III. List of Many Acupuncture Codes and Abbreviation Used in Different Countries:
Yes and Not.
Yes, because the MNEF System may cover most of the problems already. If you are not a health professional, it's enough.
Not, because the 14 Primary Meridians are still the basic system used by most health professionals today. For some cases, you need to combine the MNEF-Eight Hui Acupoint System with the 14 Primary Meridians System, and your patients' symptoms. For a health professional, you need to learn more,but MNEF System is a good beginning for easy practicing.

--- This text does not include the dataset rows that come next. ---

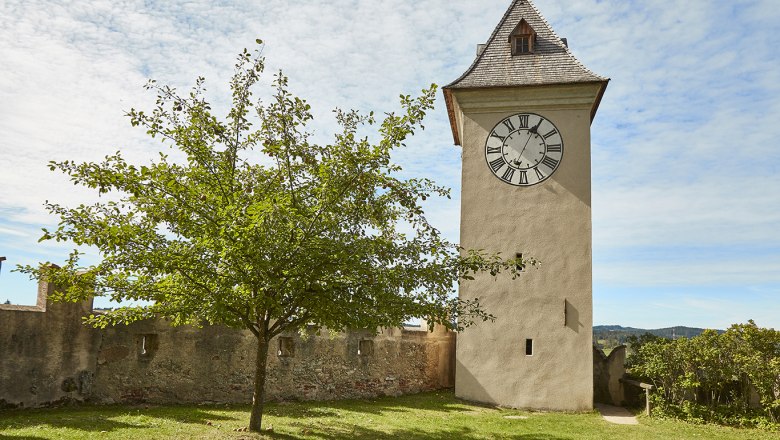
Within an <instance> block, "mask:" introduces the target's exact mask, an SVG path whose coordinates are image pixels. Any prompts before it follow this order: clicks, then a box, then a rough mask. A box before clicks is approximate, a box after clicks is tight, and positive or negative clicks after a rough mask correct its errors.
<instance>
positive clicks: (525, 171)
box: [520, 170, 528, 185]
mask: <svg viewBox="0 0 780 440" xmlns="http://www.w3.org/2000/svg"><path fill="white" fill-rule="evenodd" d="M520 184H521V185H528V173H527V172H526V171H522V170H521V171H520Z"/></svg>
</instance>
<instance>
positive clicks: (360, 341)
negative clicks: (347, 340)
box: [358, 339, 374, 356]
mask: <svg viewBox="0 0 780 440" xmlns="http://www.w3.org/2000/svg"><path fill="white" fill-rule="evenodd" d="M373 354H374V341H373V340H371V339H361V340H360V342H358V356H371V355H373Z"/></svg>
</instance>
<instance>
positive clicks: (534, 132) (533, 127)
mask: <svg viewBox="0 0 780 440" xmlns="http://www.w3.org/2000/svg"><path fill="white" fill-rule="evenodd" d="M541 123H542V122H541V121H539V124H541ZM539 124H536V127H532V128H531V130H528V131H529V132H530V131H532V130H536V128H537V127H539ZM534 133H536V132H535V131H534ZM530 141H531V136H530V135H529V136H528V139H526V140H525V145H523V149H522V150H520V157H519V158H518V160H521V159H522V158H523V153H524V152H525V148H526V147H527V146H528V142H530Z"/></svg>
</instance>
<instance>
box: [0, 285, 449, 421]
mask: <svg viewBox="0 0 780 440" xmlns="http://www.w3.org/2000/svg"><path fill="white" fill-rule="evenodd" d="M47 288H48V286H46V285H45V284H44V283H42V284H41V286H40V288H39V293H38V305H36V306H8V305H0V407H36V406H45V405H50V404H53V403H57V402H62V401H94V402H102V403H111V402H132V401H147V402H160V403H180V402H209V401H211V402H245V403H248V402H250V401H251V397H252V391H251V390H252V382H253V380H254V377H253V371H254V369H253V366H254V361H255V351H256V349H255V338H254V336H253V335H252V334H251V333H249V332H248V331H239V330H234V329H229V328H225V327H221V326H207V327H203V328H195V327H189V326H183V327H172V326H170V325H168V323H166V322H165V321H164V320H148V321H143V322H138V323H135V324H132V325H129V326H117V327H112V328H107V329H92V328H89V327H85V326H84V325H83V324H82V323H81V317H82V316H84V315H85V314H88V313H89V312H90V311H91V309H92V303H91V301H90V302H88V303H83V304H57V303H51V302H49V301H47V299H46V298H47ZM454 357H455V334H454V333H452V332H449V331H446V330H444V329H443V328H442V329H437V330H436V331H434V332H432V333H431V332H428V331H426V329H424V328H423V329H415V330H410V329H385V330H383V331H382V332H380V333H378V334H376V333H374V332H371V331H349V332H339V333H329V332H328V331H327V330H322V331H319V332H318V331H317V329H310V331H309V332H308V334H307V335H306V337H302V336H301V335H299V334H297V333H296V334H289V335H282V336H280V337H278V338H275V339H274V340H272V341H271V354H270V356H269V364H268V369H269V371H268V379H267V382H266V391H267V396H268V399H269V400H325V399H341V398H368V397H375V396H384V395H400V394H405V393H416V392H420V391H426V390H433V389H439V388H445V387H451V386H453V383H454V360H455V359H454Z"/></svg>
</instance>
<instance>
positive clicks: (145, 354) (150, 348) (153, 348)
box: [137, 333, 160, 359]
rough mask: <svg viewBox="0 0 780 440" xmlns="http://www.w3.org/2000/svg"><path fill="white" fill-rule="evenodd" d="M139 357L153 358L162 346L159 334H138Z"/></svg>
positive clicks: (143, 357) (147, 358) (145, 358)
mask: <svg viewBox="0 0 780 440" xmlns="http://www.w3.org/2000/svg"><path fill="white" fill-rule="evenodd" d="M137 345H138V357H139V358H140V359H151V358H152V357H153V356H154V354H155V353H157V349H158V348H160V338H159V335H157V334H155V333H147V334H143V335H138V342H137Z"/></svg>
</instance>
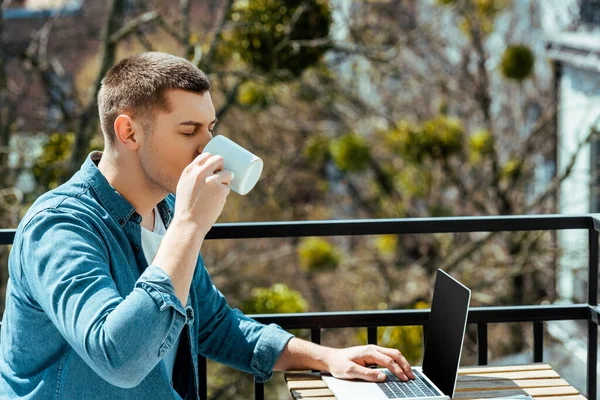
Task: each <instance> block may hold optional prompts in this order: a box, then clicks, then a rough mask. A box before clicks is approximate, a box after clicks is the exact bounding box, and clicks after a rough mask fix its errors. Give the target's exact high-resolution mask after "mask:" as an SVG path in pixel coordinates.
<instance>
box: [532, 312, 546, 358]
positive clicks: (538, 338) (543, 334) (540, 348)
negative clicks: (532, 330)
mask: <svg viewBox="0 0 600 400" xmlns="http://www.w3.org/2000/svg"><path fill="white" fill-rule="evenodd" d="M543 361H544V322H543V321H535V322H534V323H533V362H543Z"/></svg>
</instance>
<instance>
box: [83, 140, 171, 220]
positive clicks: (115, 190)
mask: <svg viewBox="0 0 600 400" xmlns="http://www.w3.org/2000/svg"><path fill="white" fill-rule="evenodd" d="M101 158H102V152H101V151H93V152H91V153H90V154H89V155H88V156H87V158H86V160H85V162H84V163H83V165H82V166H81V173H82V175H83V178H84V179H85V180H86V181H87V182H88V183H89V185H90V186H91V188H92V190H93V191H94V193H96V195H97V196H98V199H99V200H100V203H101V204H102V206H103V207H104V208H105V209H106V210H107V211H108V212H109V213H110V214H111V215H112V217H113V218H114V219H115V221H117V223H118V224H119V225H121V227H123V226H125V224H126V223H127V221H129V220H130V219H131V220H132V221H133V222H135V223H137V224H141V222H142V216H141V215H140V214H139V213H137V212H136V210H135V208H134V207H133V205H131V203H130V202H129V201H127V199H125V197H123V196H122V195H121V194H120V193H119V192H118V191H117V190H116V189H115V188H114V187H113V186H112V185H111V184H110V183H109V182H108V180H106V177H105V176H104V175H103V174H102V172H100V170H99V169H98V163H99V162H100V159H101ZM170 197H173V196H172V195H169V196H167V198H165V199H163V200H162V201H161V202H160V203H158V211H159V213H160V216H161V218H162V220H163V223H164V224H165V228H168V227H169V224H170V223H171V218H172V216H173V209H172V207H171V206H170V204H169V203H173V202H174V201H172V200H173V199H170ZM167 199H169V200H171V201H167Z"/></svg>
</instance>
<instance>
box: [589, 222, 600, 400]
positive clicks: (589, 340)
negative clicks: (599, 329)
mask: <svg viewBox="0 0 600 400" xmlns="http://www.w3.org/2000/svg"><path fill="white" fill-rule="evenodd" d="M588 232H589V246H588V249H589V273H588V304H589V305H590V306H594V307H595V306H597V305H598V231H597V230H595V229H590V230H589V231H588ZM590 312H591V311H590ZM597 363H598V325H597V324H596V323H595V322H594V321H592V318H591V315H590V316H589V317H588V370H587V374H588V375H587V398H588V399H595V398H596V393H597V388H598V381H597V373H598V365H597Z"/></svg>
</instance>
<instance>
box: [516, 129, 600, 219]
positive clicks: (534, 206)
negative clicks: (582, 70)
mask: <svg viewBox="0 0 600 400" xmlns="http://www.w3.org/2000/svg"><path fill="white" fill-rule="evenodd" d="M598 121H600V120H596V123H595V124H597V123H598ZM595 124H593V125H592V126H594V125H595ZM599 135H600V132H599V131H597V130H596V129H595V128H591V129H590V132H589V134H588V135H586V137H585V138H584V139H583V140H581V141H580V142H579V143H578V144H577V147H576V148H575V151H574V152H573V154H572V155H571V158H570V159H569V163H568V164H567V167H566V168H565V171H564V172H563V173H562V175H557V176H556V177H555V178H554V180H553V181H552V183H551V184H550V185H549V186H548V187H547V188H546V190H545V191H544V192H543V193H542V194H540V195H539V196H538V197H537V198H536V199H535V200H533V201H532V202H531V203H529V204H527V205H526V206H525V207H524V208H523V210H522V214H528V213H529V212H531V211H532V210H534V209H535V208H536V207H538V206H540V205H541V204H542V203H543V202H544V201H545V200H546V199H547V198H548V197H550V196H551V195H554V194H555V193H556V192H557V191H558V190H559V188H560V185H561V184H562V183H563V182H564V181H565V179H567V178H568V177H569V176H570V175H571V173H572V172H573V168H575V163H576V161H577V157H578V156H579V154H580V153H581V150H582V149H583V147H584V146H585V145H587V144H588V143H590V141H591V140H592V138H593V137H594V136H599Z"/></svg>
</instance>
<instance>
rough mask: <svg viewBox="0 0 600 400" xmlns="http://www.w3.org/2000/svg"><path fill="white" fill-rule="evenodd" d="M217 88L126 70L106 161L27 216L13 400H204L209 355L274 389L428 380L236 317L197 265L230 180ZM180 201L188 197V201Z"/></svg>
mask: <svg viewBox="0 0 600 400" xmlns="http://www.w3.org/2000/svg"><path fill="white" fill-rule="evenodd" d="M209 90H210V84H209V82H208V80H207V79H206V77H205V76H204V74H203V73H202V72H201V71H200V70H198V69H197V68H196V67H194V66H193V65H192V64H191V63H189V62H188V61H186V60H184V59H182V58H179V57H175V56H171V55H168V54H164V53H154V52H151V53H144V54H139V55H135V56H132V57H129V58H127V59H124V60H123V61H121V62H120V63H118V64H117V65H115V66H114V67H112V69H111V70H110V71H109V72H108V73H107V74H106V76H105V77H104V80H103V82H102V88H101V89H100V92H99V94H98V105H99V114H100V122H101V126H102V132H103V134H104V139H105V148H104V151H103V152H94V153H91V154H90V155H89V156H88V158H87V160H86V161H85V162H84V164H83V165H82V167H81V169H80V171H78V172H77V173H76V174H75V175H74V176H73V177H72V178H71V180H69V181H68V182H67V183H65V184H64V185H62V186H60V187H58V188H56V189H54V190H52V191H50V192H48V193H46V194H45V195H43V196H41V197H40V198H39V199H38V200H37V201H36V202H35V203H34V204H33V206H32V207H31V208H30V209H29V211H28V212H27V214H26V215H25V217H24V218H23V220H22V221H21V223H20V224H19V227H18V229H17V234H16V236H15V240H14V245H13V248H12V250H11V253H10V259H9V274H10V279H9V282H8V286H7V293H6V309H5V313H4V317H3V322H2V336H1V343H2V345H1V356H0V376H1V378H0V397H1V398H9V399H11V398H17V397H18V398H26V399H30V398H31V399H33V398H35V399H50V398H52V399H80V398H81V399H83V398H93V399H111V400H115V399H149V398H153V399H154V398H155V399H179V398H187V399H197V398H199V396H198V382H197V359H198V354H202V355H203V356H206V357H208V358H211V359H214V360H216V361H219V362H222V363H225V364H228V365H230V366H232V367H235V368H238V369H240V370H243V371H246V372H248V373H251V374H253V375H254V376H255V378H256V379H257V380H258V381H261V382H262V381H265V380H267V379H269V378H270V377H271V375H272V371H273V370H274V369H275V370H288V369H299V368H301V369H319V370H323V371H329V372H331V373H332V374H333V375H335V376H338V377H344V378H362V379H366V380H370V381H376V380H384V379H385V377H384V376H382V375H383V374H380V373H378V372H376V371H375V370H373V369H369V368H366V365H367V364H379V365H382V366H386V367H389V368H390V369H391V370H392V371H393V372H394V373H396V374H397V375H398V376H399V377H400V378H401V379H403V380H406V379H408V378H414V376H413V375H412V372H411V370H410V366H409V364H408V363H407V362H406V360H405V359H404V357H403V356H402V355H401V354H400V352H399V351H397V350H392V349H386V348H381V347H377V346H360V347H353V348H348V349H333V348H328V347H323V346H319V345H316V344H313V343H310V342H306V341H303V340H300V339H297V338H295V337H293V336H292V335H291V334H289V333H287V332H285V331H283V330H282V329H281V328H279V327H278V326H276V325H269V326H265V325H262V324H259V323H257V322H256V321H254V320H252V319H250V318H248V317H246V316H244V315H243V314H242V313H241V312H240V311H239V310H232V309H231V308H229V306H228V305H227V303H226V301H225V299H224V297H223V296H222V294H221V293H220V292H219V291H218V290H217V289H216V288H215V287H214V286H213V285H212V283H211V280H210V277H209V276H208V273H207V271H206V269H205V267H204V264H203V262H202V258H201V257H200V256H199V252H200V248H201V246H202V243H203V240H204V237H205V235H206V234H207V232H208V231H209V230H210V228H211V226H212V225H213V224H214V223H215V221H216V220H217V218H218V216H219V214H220V213H221V211H222V209H223V207H224V205H225V200H226V198H227V195H228V194H229V183H230V182H231V180H232V175H231V173H230V172H228V171H225V170H224V169H223V165H224V164H223V159H222V158H221V157H219V156H212V155H210V154H201V152H202V149H203V148H204V146H206V144H207V143H208V141H209V140H210V139H211V138H212V131H213V130H214V127H215V124H216V117H215V109H214V106H213V104H212V100H211V96H210V91H209ZM175 193H176V194H177V196H176V197H175V196H174V194H175Z"/></svg>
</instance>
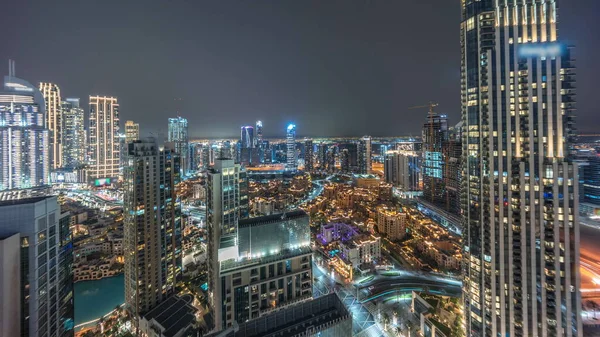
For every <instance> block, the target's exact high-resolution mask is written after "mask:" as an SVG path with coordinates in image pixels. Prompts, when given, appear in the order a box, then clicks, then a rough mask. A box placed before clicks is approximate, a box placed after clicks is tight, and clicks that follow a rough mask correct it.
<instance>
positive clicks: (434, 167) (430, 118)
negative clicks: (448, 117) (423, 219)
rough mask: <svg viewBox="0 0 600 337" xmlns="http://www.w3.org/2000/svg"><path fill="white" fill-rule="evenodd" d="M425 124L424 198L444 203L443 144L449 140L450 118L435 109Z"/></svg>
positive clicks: (427, 199)
mask: <svg viewBox="0 0 600 337" xmlns="http://www.w3.org/2000/svg"><path fill="white" fill-rule="evenodd" d="M430 109H431V110H430V111H429V114H428V115H427V121H426V122H425V124H424V125H423V160H422V162H421V165H422V171H423V198H424V199H425V200H427V201H428V202H430V203H433V204H435V205H442V204H443V203H444V195H445V186H444V154H443V144H444V143H445V142H446V141H447V140H448V118H447V116H446V115H440V114H437V113H435V112H434V111H433V105H432V106H431V108H430Z"/></svg>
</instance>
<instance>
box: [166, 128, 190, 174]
mask: <svg viewBox="0 0 600 337" xmlns="http://www.w3.org/2000/svg"><path fill="white" fill-rule="evenodd" d="M168 140H169V142H172V143H173V144H174V145H175V151H176V152H177V153H178V154H179V155H180V156H181V169H182V172H183V174H184V175H185V174H187V172H188V171H189V170H190V159H189V147H190V146H189V138H188V123H187V119H185V118H182V117H177V118H169V136H168Z"/></svg>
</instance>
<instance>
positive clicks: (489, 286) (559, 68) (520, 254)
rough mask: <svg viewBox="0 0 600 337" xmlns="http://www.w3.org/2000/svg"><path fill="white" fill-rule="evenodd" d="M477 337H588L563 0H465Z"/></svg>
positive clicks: (469, 259) (466, 229)
mask: <svg viewBox="0 0 600 337" xmlns="http://www.w3.org/2000/svg"><path fill="white" fill-rule="evenodd" d="M461 9H462V23H461V49H462V57H461V72H462V76H461V101H462V122H463V123H464V125H463V130H464V131H463V141H462V144H463V145H462V146H463V154H462V156H463V164H462V165H463V177H464V179H463V182H462V192H461V194H462V205H463V209H462V212H463V217H464V221H465V223H464V238H463V244H464V254H463V256H464V261H463V268H464V274H465V275H464V282H463V287H464V291H463V295H464V305H465V310H466V313H465V315H464V316H465V319H466V328H467V335H468V336H494V337H495V336H581V335H582V321H581V297H580V289H579V287H580V274H579V215H578V203H579V200H578V199H579V196H578V193H579V191H578V186H577V181H578V177H577V176H578V170H577V168H576V166H575V165H573V164H572V163H571V162H570V158H569V146H570V142H571V141H572V136H573V132H574V129H573V123H574V116H573V112H574V105H575V103H574V96H573V94H574V82H575V79H574V69H573V63H572V61H571V59H570V53H569V49H568V48H566V47H565V46H564V45H563V44H561V43H560V42H559V41H558V33H557V25H558V21H557V18H558V15H557V14H558V12H557V10H558V8H557V1H552V0H530V1H512V0H511V1H509V0H496V1H492V0H484V1H475V0H465V1H462V2H461Z"/></svg>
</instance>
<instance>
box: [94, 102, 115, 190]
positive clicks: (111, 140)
mask: <svg viewBox="0 0 600 337" xmlns="http://www.w3.org/2000/svg"><path fill="white" fill-rule="evenodd" d="M89 107H90V115H89V128H88V132H89V137H90V140H89V148H90V149H89V153H90V158H89V159H90V168H89V177H90V178H91V179H104V178H116V177H118V176H119V164H120V159H121V158H120V155H121V149H120V142H119V103H118V102H117V98H116V97H106V96H90V102H89Z"/></svg>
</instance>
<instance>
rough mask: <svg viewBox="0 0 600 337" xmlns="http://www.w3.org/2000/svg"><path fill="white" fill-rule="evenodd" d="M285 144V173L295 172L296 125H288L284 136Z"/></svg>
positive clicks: (296, 161) (291, 124)
mask: <svg viewBox="0 0 600 337" xmlns="http://www.w3.org/2000/svg"><path fill="white" fill-rule="evenodd" d="M285 143H286V146H287V152H286V161H285V169H286V171H296V170H297V169H298V160H297V156H296V125H294V124H290V125H288V127H287V129H286V134H285Z"/></svg>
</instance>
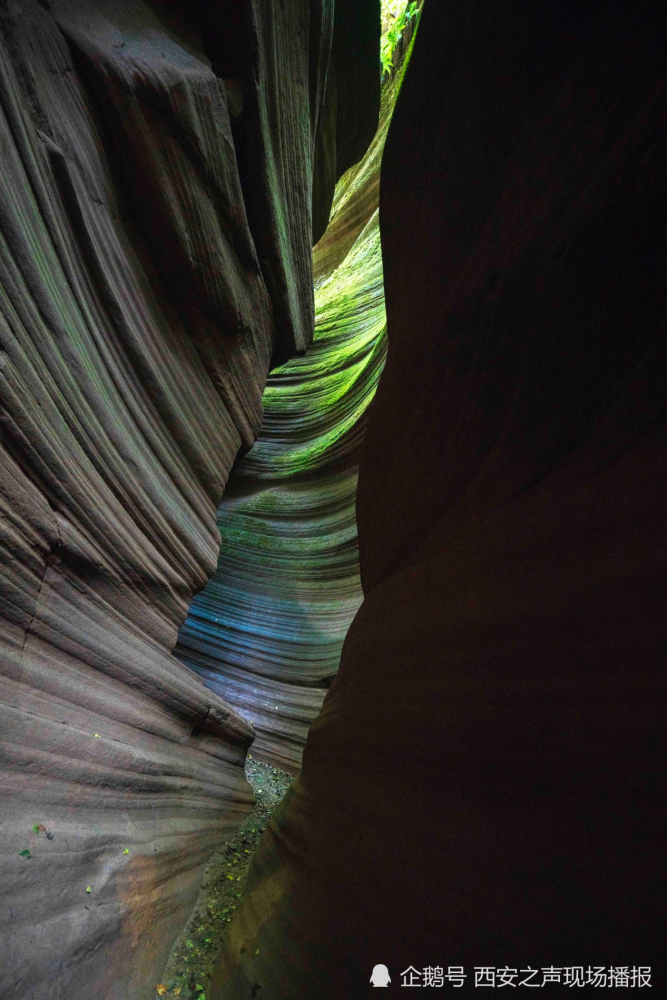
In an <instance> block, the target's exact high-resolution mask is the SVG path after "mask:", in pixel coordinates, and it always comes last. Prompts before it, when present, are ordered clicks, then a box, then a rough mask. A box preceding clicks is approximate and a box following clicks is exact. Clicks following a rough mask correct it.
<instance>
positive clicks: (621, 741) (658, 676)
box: [207, 0, 667, 1000]
mask: <svg viewBox="0 0 667 1000" xmlns="http://www.w3.org/2000/svg"><path fill="white" fill-rule="evenodd" d="M663 20H664V18H663V15H662V12H661V11H659V10H658V9H657V7H656V6H655V5H654V4H652V3H649V2H639V3H638V2H636V0H632V2H630V0H628V2H620V3H614V4H602V3H600V4H598V3H594V4H590V5H586V6H585V7H583V6H582V5H581V4H577V3H569V2H566V3H563V2H561V0H558V2H554V3H550V2H547V3H541V4H539V5H532V6H531V5H525V4H521V5H513V4H502V3H501V4H498V3H496V2H495V0H483V2H481V3H478V4H476V5H474V8H473V7H471V6H470V5H468V4H464V3H458V4H457V3H437V2H436V3H433V2H427V3H426V4H425V7H424V13H423V16H422V21H421V25H420V27H419V30H418V35H417V40H416V44H415V48H414V52H413V56H412V60H411V63H410V66H409V68H408V72H407V75H406V80H405V83H404V86H403V88H402V91H401V94H400V96H399V99H398V102H397V107H396V111H395V113H394V117H393V121H392V126H391V129H390V132H389V136H388V139H387V144H386V148H385V154H384V159H383V166H382V183H381V194H380V228H381V234H382V252H383V263H384V275H385V298H386V309H387V330H388V343H389V347H388V356H387V362H386V365H385V368H384V371H383V374H382V376H381V379H380V383H379V387H378V391H377V394H376V397H375V399H374V401H373V405H372V408H371V411H370V416H369V421H368V426H367V429H366V435H365V442H364V450H363V453H362V459H361V464H360V474H359V493H358V503H357V520H358V527H359V542H360V566H361V578H362V583H363V588H364V595H365V596H364V602H363V604H362V606H361V608H360V610H359V612H358V613H357V616H356V617H355V620H354V622H353V624H352V626H351V628H350V631H349V633H348V635H347V638H346V640H345V645H344V648H343V653H342V657H341V665H340V669H339V671H338V674H337V675H336V678H335V680H334V682H333V684H332V686H331V688H330V690H329V692H328V693H327V696H326V698H325V701H324V705H323V708H322V711H321V713H320V715H319V716H318V718H317V720H316V721H315V722H314V723H313V725H312V726H311V728H310V731H309V734H308V739H307V743H306V747H305V750H304V754H303V765H302V769H301V772H300V774H299V775H298V776H297V778H296V779H295V781H294V782H293V784H292V786H291V788H290V791H289V792H288V794H287V796H286V798H285V799H284V800H283V802H282V803H281V805H280V806H279V807H278V810H277V811H276V812H275V813H274V815H273V817H272V820H271V822H270V824H269V827H268V828H267V831H266V833H265V835H264V838H263V841H262V842H261V844H260V845H259V847H258V849H257V851H256V853H255V855H254V858H253V866H252V868H251V870H250V873H249V877H248V881H247V883H246V896H245V899H244V902H243V904H242V906H241V907H240V909H239V910H238V911H237V912H236V915H235V918H234V921H233V922H232V924H231V925H230V930H229V939H228V946H227V951H226V954H225V956H224V957H223V960H222V961H221V963H220V965H219V968H218V973H217V979H215V980H214V982H213V983H212V986H211V988H210V989H209V990H207V997H213V998H215V1000H236V998H238V997H241V996H244V995H250V994H251V992H254V993H256V994H257V995H259V996H261V997H262V998H263V1000H292V998H294V1000H296V998H298V1000H325V998H327V1000H328V998H340V1000H348V998H350V997H358V996H362V995H365V991H366V990H367V989H368V988H369V985H370V984H369V981H370V979H371V974H372V970H373V967H374V965H376V964H377V963H384V964H386V965H387V966H388V968H389V971H390V974H391V976H392V986H391V988H392V989H394V988H395V987H399V988H400V986H401V974H402V973H403V972H404V970H407V976H408V977H411V976H413V975H414V976H415V978H414V984H415V985H417V986H421V985H423V984H424V979H425V976H424V969H430V970H431V972H432V971H433V969H434V967H441V968H447V966H449V965H452V966H453V965H460V966H463V967H464V970H465V974H466V979H465V980H464V982H465V986H464V988H463V989H462V991H461V993H462V995H464V996H473V995H477V993H478V989H476V988H475V977H474V970H475V967H478V968H479V967H480V966H484V967H487V968H489V969H495V968H505V969H507V968H516V969H517V971H518V970H519V969H520V968H523V969H526V968H527V967H532V969H535V970H538V973H537V975H536V976H535V977H532V978H533V979H534V980H536V985H537V984H539V985H540V986H541V985H542V982H544V981H546V988H547V989H548V988H550V982H549V980H548V978H546V977H543V975H542V969H547V970H548V969H550V968H551V969H553V968H554V967H556V968H560V969H561V970H563V967H567V968H568V973H569V983H570V984H571V985H573V984H574V983H576V982H577V979H579V982H581V984H582V986H583V988H584V989H583V992H586V985H587V984H588V988H589V989H590V988H591V987H592V985H593V983H594V981H595V979H594V973H593V978H590V977H589V978H588V979H586V976H587V974H588V970H590V969H591V968H592V967H593V966H594V965H598V966H604V967H605V976H606V971H607V969H608V968H609V967H610V966H611V967H615V968H617V967H618V966H619V965H620V964H621V963H622V965H623V966H624V967H626V968H630V969H631V968H632V967H633V966H634V967H635V968H637V967H641V966H643V967H651V968H652V970H653V980H652V982H653V983H654V984H658V983H660V982H662V981H663V980H664V975H665V969H664V946H663V927H664V923H665V898H664V892H663V891H662V888H661V881H662V879H661V873H662V868H663V863H664V861H663V859H664V855H665V849H666V848H667V844H666V843H665V833H666V831H667V824H665V822H664V819H665V817H664V796H663V795H662V793H661V789H662V788H663V787H664V781H665V761H667V753H666V752H665V750H666V748H665V738H664V712H665V677H664V675H665V614H664V608H665V601H666V600H667V587H666V581H667V573H666V569H667V548H666V541H667V536H666V535H665V510H666V509H667V491H666V483H667V466H666V454H667V449H666V444H667V417H666V408H665V394H664V386H665V379H666V375H667V369H666V359H665V342H666V330H665V287H666V277H667V276H666V273H665V257H664V233H665V228H666V223H667V218H666V211H667V202H666V201H665V199H664V176H665V170H666V168H667V148H666V144H665V129H664V125H665V118H664V95H665V84H666V79H665V67H666V66H667V52H666V51H665V37H664V32H663V30H662V28H663V23H662V22H663ZM621 955H622V956H623V958H622V959H621V958H620V957H618V956H621ZM593 956H595V957H593ZM573 967H574V971H573ZM577 967H578V968H579V969H581V970H582V972H581V975H580V974H579V971H578V968H577ZM410 970H412V971H410ZM552 981H553V980H552ZM609 982H610V983H613V980H612V979H610V980H609ZM560 983H561V988H562V989H564V988H565V987H566V986H567V985H568V978H567V976H566V974H565V972H564V971H563V973H562V976H561V978H560ZM370 988H372V987H370ZM445 988H446V985H445ZM556 990H558V987H556Z"/></svg>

It's Not necessary in the US. The Biological Clock in your body follows the local time no matter what Time Zone it is. The Time Zones used in the US are already follow the turning around of the Earth scientifically. We already use a 3 Hour Time Zone difference for the whole country in the US. It's about 45th Meridian degrees across the West coast and the East coast of the US. That's about 3 hours in natural time difference because the 15th Meridian degrees is equal to 1 hour difference by the Earth's turning around.
You just need to consider in a few special cases:
(1) You travel from one place to another. For a few hours to a few days, if you still have Time-Zone Reaction or sickness -- That means your Biological Clock does not fit the local time yet, it's better that you follow the old Time Zone.
(2) In some countries, e.g. China, there is not Time Zone used. All the areas in the whole country use the standard Beijing Time. You may need to adjust (plus or minus) the Standard Time to your Local Time. Check a standard map and figure out how many Meridian degrees difference between your home location and Beijing (or the Standard Time location). For example, The Meridian degree in a city west to Beijing minus the degree in Beijing is equal to 14. 15th Meridian degrees is equal to 1 hour. 14/15 x 60 = 56 minutes, about 1 hour early -- minus one hour to your calendar hours. You may disregard Time Zone if it's less than one hour because the acupoints are the same in a 2-hours period.